Garoppolo’s comparison with Rodgers also comes with his lightning release. That’s one part of his game that Christensen implemented from watching hour upon hour of Rodgers throwing.
“Yeah. You want to mimic that,” Garoppolo said. “He has a very quick release and a very strong arm. If you can take a little bit of what he does and put it toward your own game, that’s a good thing to do.”
“It’s the carbon copy of Aaron Rodgers,” Christensen added. “Knowing what I know about Aaron and watching him closely at age 23 and watching Jimmy at age 23, he’s better than Aaron Rodgers right now…. Now we’re talking about specifically throwing the ball to point A to point B efficiently. He’s ahead of where Aaron is at the same age.”
The first time Christensen met Rodgers was in summer 2004 at the EA Sports Elite II competition in California. The weeklong competition is reserved for the best prep quarterbacks in the nation.
During that summer, Christensen’s son, Jake Christensen, was one of the competitors, and Rodgers, who was recently drafted by the Packers, was a camp counselor. Christensen and Rodgers talked all week about throwing, playing the position and his mindset going into training camp with Favre.
“I said, ‘When you get to Green Bay, watch what Brett Favre does and do everything he does,’” Christensen recalled. “I saw Aaron probably three or four years ago and said, ‘How did that work out for you?’”
“He said, ‘You called it, coach.’”
The advice that Christensen gave to Rodgers is exactly the type of advice this Packers quarterback said he would give to Garoppolo.
“There’s no better quarterback coach than the guy in front of you. For me it was Brett, for him it’s Tom,” Rodgers said. “That’s the training right there; it’s invaluable. Quarterbacks usually don’t have the opportunity to gain when you can watch a guy like that who has been consistently at the top of their game for a long time. Pay attention to what he’s doing, listen to what he’s doing, how he goes about his business and try to pick up as many things as you can from him and try to incorporate the stuff you like into your own game.”
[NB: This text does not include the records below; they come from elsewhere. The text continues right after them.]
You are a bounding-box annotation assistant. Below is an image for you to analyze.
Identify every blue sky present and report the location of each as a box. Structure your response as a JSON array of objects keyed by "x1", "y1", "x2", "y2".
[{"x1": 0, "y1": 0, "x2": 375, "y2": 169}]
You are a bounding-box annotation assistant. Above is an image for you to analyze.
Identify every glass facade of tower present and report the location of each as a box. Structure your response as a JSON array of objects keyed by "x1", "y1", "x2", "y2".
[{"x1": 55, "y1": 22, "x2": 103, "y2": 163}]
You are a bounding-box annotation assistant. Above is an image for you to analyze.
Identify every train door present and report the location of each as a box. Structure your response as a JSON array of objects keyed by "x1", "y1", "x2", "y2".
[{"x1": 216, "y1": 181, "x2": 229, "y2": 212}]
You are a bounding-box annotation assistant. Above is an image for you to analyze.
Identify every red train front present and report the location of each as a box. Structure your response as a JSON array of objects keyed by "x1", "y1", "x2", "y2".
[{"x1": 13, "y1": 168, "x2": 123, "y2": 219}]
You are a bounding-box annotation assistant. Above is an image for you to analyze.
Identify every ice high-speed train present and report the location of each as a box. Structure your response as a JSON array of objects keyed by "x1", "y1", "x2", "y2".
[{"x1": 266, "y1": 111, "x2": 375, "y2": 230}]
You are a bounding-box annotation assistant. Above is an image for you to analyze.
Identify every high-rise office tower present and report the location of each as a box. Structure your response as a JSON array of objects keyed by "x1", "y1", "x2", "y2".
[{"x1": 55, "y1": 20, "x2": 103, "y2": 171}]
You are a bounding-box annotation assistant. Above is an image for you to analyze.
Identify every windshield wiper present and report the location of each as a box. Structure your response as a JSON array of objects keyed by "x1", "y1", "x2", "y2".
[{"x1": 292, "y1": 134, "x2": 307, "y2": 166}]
This season, Garoppolo said he’s been observing Brady from a distance.
“I’m in the same room as him, but I don’t want to ask too many questions or anything,” Garoppolo said. “You just kind of have to observe and see how he goes about his preparation. It’s very impressive. I’ve learned a lot.”
As the Patriots head into Lambeau Field on Sunday, the Packers haven’t missed a beat with Rodgers at the helm. It’s quite the contrast to how other teams — Miami with Dan Marino or Buffalo with Jim Kelly — in the league have struggled for years and decades after losing a franchise quarterback.
It’s a situation that the Patriots would undoubtedly love to be in when Brady’s time in Foxboro is over.
“It’s a long shot,” Garoppolo said of following in Rodgers’ footsteps. “It’s a good idea to have in the back of your head. You can’t think about it too much. Everyone has their own story. I just kind of got to go through the process and let the chips fall where they may.”
Of course, anytime he’s compared to Rodgers, Garoppolo will take it.
“That’s never a bad thing,” Garoppolo said smiling. “That’s for sure.”